Das Ar­beits­ge­richt hat der Kla­ge in Höhe von 9.900,00 Eu­ro statt­ge­ge­ben und sie im Übri­gen ab­ge­wie­sen. Auf die Be­ru­fung der Be­klag­ten hat das Lan­des­ar­beits­ge­richt die erst­in­stanz­li­che Ent­schei­dung ab­geändert und die Kla­ge ins­ge­samt ab­ge­wie­sen so­wie die wei­ter­ge­hen­de Be­ru­fung der Kläge­rin zurück­ge­wie­sen. Mit der vom Lan­des­ar­beits­ge­richt zu­ge­las­se­nen Re­vi­si­on ver­folgt die Kläge­rin ih­ren Ab­fin­dungs­an­spruch wei­ter.

Ent­schei­dungs­gründe

Die Re­vi­si­on ist un­be­gründet. Das Lan­des­ar­beits­ge­richt hat die Kla­ge zu Recht ab­ge­wie­sen.

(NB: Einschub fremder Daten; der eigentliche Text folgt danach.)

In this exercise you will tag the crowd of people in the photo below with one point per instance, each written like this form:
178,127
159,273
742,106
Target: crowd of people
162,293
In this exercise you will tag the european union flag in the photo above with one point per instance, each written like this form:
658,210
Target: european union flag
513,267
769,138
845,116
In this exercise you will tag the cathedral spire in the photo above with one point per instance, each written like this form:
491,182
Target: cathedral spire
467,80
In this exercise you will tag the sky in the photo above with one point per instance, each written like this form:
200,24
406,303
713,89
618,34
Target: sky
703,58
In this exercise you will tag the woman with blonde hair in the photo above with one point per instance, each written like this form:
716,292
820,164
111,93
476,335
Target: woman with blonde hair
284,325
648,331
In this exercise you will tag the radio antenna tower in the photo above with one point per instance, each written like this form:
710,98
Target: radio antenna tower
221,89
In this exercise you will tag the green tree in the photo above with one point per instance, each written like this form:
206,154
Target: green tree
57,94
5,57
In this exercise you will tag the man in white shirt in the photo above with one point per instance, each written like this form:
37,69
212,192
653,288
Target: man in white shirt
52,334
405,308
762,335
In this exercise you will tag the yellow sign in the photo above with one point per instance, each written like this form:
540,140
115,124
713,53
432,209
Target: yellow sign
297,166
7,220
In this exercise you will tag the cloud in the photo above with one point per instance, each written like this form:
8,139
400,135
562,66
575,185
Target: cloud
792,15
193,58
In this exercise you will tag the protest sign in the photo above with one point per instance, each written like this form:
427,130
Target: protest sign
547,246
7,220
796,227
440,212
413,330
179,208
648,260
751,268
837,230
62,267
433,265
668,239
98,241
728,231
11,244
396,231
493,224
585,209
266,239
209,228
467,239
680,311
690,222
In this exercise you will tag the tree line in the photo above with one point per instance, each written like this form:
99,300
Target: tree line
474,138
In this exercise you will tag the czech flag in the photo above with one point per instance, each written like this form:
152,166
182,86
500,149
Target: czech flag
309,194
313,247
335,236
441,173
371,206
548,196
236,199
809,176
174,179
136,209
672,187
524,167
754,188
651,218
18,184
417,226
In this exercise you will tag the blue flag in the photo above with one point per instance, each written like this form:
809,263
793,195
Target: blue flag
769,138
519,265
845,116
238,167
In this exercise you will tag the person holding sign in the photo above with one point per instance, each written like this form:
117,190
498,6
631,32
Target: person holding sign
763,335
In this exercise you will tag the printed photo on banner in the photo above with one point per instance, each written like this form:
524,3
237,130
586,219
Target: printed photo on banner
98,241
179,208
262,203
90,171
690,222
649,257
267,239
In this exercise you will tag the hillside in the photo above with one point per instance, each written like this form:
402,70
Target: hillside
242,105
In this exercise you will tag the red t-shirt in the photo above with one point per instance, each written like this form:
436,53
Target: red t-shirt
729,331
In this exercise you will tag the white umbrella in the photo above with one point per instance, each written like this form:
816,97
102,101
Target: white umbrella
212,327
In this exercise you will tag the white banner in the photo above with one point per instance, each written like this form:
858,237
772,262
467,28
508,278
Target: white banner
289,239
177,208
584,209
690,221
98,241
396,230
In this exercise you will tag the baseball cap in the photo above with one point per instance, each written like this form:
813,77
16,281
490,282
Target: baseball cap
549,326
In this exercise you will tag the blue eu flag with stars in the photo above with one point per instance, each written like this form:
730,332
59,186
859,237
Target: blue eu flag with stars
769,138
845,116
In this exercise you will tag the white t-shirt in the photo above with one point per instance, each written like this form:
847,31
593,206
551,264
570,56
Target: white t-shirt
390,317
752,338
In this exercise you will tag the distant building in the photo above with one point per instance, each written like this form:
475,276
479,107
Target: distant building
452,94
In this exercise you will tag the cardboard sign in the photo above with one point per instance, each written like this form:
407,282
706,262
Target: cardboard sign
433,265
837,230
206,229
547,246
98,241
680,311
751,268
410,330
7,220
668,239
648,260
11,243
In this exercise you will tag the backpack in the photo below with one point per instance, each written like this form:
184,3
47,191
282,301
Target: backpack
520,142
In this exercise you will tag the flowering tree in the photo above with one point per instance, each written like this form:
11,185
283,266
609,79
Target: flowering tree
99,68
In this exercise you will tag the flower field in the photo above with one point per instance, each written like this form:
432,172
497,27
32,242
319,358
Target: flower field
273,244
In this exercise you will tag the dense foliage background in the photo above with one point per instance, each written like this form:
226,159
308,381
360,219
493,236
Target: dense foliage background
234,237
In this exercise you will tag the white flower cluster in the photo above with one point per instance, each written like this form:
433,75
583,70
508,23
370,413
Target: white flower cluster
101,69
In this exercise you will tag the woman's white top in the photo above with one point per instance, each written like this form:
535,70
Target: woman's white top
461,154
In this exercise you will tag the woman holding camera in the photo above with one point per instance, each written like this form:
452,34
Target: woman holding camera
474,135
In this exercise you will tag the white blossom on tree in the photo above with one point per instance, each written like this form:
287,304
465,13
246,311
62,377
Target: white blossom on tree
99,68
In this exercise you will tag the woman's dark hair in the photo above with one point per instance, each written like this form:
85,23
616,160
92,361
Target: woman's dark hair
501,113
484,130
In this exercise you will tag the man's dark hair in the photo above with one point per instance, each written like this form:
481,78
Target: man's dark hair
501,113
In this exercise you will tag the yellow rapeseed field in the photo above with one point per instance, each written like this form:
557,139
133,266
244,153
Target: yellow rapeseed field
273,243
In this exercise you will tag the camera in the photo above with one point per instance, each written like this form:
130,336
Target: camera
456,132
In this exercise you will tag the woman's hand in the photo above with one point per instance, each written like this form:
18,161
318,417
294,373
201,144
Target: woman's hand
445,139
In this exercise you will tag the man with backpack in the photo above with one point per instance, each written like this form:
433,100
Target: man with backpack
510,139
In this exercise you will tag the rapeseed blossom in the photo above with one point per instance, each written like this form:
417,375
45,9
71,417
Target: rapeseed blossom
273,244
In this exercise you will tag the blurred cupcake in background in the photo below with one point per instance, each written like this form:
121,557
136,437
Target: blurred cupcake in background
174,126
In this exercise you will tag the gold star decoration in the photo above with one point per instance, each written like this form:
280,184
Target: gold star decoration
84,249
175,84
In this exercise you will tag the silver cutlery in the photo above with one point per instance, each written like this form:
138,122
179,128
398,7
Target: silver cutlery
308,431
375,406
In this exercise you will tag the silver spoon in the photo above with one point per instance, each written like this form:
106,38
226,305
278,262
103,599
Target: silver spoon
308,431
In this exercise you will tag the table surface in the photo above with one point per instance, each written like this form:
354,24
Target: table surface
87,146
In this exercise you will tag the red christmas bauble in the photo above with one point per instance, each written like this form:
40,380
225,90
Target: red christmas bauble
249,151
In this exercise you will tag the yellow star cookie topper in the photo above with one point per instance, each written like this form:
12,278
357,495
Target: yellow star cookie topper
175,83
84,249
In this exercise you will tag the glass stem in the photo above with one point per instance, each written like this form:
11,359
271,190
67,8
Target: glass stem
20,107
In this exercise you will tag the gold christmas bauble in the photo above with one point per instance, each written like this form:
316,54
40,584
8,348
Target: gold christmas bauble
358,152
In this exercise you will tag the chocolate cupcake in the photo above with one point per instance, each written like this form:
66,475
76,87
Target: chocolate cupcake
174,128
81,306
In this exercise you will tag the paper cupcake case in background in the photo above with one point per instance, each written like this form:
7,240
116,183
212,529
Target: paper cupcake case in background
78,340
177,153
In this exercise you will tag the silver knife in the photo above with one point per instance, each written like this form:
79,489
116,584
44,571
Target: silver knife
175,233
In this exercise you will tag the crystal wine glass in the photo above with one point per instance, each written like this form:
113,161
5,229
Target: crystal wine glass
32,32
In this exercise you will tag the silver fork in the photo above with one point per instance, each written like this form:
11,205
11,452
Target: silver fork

Zwi­schen den Par­tei­en ist we­der ei­ne Ver­ein­ba­rung über die Zah­lung ei­ner Ab­fin­dung in Höhe von 20.000,00 Eu­ro zu­stan­de ge­kom­men noch be­steht ein An­spruch der Kläge­rin auf ei­ne Ab­fin­dung nach § 1a KSchG in Höhe von 9.900,00 Eu­ro.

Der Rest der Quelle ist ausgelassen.